But the default mode of the human heart is to drift. If a person has experienced real transformation, it's typically because someone else has cared enough to say, "i want you to live God's way, and I want to help you know if you are serious about it."


Guidance: follow the map
When people needs directions to a place they have never been, they use a map. Too often when people have major life-forming decisions to make, they make them alone.

The small group is to be where we find guidance, where we help each other learn how to listen to God. Small groups who rely upon God's Spirit serve as a map for us when making important decisions. Small groups should be places where people gather to hear God through prayer and listening. Every small group meeting should include this question, "Is anybody facing a significant decision this week?" And in community the group should seek the Spirit's voice for they people facing the decision.

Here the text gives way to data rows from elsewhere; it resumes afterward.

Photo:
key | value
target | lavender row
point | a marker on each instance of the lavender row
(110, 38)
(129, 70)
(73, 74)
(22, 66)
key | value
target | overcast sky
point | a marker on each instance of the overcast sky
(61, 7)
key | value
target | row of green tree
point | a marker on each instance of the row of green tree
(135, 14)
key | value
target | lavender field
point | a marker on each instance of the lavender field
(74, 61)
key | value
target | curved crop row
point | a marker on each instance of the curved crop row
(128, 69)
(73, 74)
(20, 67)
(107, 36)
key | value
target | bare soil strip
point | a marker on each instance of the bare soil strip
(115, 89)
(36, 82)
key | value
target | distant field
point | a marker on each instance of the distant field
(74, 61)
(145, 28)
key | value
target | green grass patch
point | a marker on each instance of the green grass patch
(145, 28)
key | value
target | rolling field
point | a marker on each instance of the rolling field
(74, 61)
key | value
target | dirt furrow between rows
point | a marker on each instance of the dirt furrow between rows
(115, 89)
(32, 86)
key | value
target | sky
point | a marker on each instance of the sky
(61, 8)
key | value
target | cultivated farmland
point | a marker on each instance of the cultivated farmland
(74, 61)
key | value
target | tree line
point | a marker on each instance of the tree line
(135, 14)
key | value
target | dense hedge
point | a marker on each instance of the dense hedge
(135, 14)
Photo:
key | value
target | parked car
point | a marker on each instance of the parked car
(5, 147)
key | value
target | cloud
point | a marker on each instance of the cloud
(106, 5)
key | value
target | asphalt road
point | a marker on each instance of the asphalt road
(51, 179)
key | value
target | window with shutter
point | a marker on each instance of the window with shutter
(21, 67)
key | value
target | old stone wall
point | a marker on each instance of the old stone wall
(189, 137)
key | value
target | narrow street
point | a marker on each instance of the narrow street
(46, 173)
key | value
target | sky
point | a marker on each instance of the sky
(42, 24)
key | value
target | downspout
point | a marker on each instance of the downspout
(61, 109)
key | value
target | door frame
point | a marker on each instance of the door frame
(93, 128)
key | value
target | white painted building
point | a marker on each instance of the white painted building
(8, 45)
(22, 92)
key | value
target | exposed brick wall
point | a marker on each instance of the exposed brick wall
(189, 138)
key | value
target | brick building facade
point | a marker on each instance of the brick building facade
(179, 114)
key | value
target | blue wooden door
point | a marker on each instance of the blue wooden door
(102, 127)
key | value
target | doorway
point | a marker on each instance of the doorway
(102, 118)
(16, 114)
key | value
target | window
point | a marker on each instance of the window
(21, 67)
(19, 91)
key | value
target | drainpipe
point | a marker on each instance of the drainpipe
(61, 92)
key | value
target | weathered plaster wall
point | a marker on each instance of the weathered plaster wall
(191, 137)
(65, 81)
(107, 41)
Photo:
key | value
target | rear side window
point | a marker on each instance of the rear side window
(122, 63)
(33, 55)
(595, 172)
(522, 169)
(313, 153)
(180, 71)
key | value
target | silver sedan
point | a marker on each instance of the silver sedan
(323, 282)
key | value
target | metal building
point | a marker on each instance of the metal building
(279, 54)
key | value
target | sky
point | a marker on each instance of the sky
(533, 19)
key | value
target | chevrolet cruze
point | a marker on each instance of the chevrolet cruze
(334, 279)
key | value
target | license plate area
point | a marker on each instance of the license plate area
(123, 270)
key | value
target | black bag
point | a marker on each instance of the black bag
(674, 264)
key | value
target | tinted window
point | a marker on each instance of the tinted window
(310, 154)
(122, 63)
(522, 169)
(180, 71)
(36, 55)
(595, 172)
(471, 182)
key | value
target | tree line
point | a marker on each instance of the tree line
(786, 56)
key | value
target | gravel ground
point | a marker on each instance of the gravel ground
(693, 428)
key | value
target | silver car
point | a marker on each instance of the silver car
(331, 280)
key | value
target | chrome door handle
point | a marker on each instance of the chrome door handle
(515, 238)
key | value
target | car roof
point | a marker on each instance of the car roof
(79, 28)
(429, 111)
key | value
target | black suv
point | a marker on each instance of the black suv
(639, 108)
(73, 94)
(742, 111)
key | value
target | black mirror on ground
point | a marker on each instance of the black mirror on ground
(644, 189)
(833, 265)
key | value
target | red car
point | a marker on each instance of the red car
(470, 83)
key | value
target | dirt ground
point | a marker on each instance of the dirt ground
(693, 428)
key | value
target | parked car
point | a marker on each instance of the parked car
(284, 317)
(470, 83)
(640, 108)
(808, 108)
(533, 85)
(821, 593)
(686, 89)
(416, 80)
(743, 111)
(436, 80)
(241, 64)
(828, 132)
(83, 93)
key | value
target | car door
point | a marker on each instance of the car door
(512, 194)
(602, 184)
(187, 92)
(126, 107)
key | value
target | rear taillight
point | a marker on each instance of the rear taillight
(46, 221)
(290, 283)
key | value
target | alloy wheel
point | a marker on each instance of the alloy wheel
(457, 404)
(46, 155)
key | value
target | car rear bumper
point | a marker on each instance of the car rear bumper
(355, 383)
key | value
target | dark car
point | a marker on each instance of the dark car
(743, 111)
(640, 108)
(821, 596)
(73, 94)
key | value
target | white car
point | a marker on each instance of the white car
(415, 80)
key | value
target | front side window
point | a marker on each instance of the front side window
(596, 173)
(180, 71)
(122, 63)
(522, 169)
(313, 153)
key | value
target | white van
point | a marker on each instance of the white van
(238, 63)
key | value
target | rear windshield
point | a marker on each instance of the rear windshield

Church of the Saviour in Washington D.C. practices this discipline by what they term "sounding the call". When someone has a significant decision to make, the community enters a time of prayer and listening to God. They speak openly with each other about their sense of what God is saying. They take seriouslythey leading of the Spirit while avoiding any sense of superiority or control.


Encouragement: embrace each other
A hug is a gesture of love & encouragement. An embrace represents what we all need from a community of transformation. We need to know that someone is committed to us and loves us. That cannot happen when we are alone, and it cannot happen in a large gathering. It is going to happen through smaller communities.
Today small groups have the privilege of loving and accepting human beings for whom Christ gave his life. In these groups, we can supply the love, encouragement, and embrace people need to continue their journey of transformation.
A long time ago, I decided I wanted to talk to someone honestly about my temptations, where I had messed up, I wanted to practise the discipline of confession. So I asked my friend Rick if we could meet. By that time, I had know him for about ten years.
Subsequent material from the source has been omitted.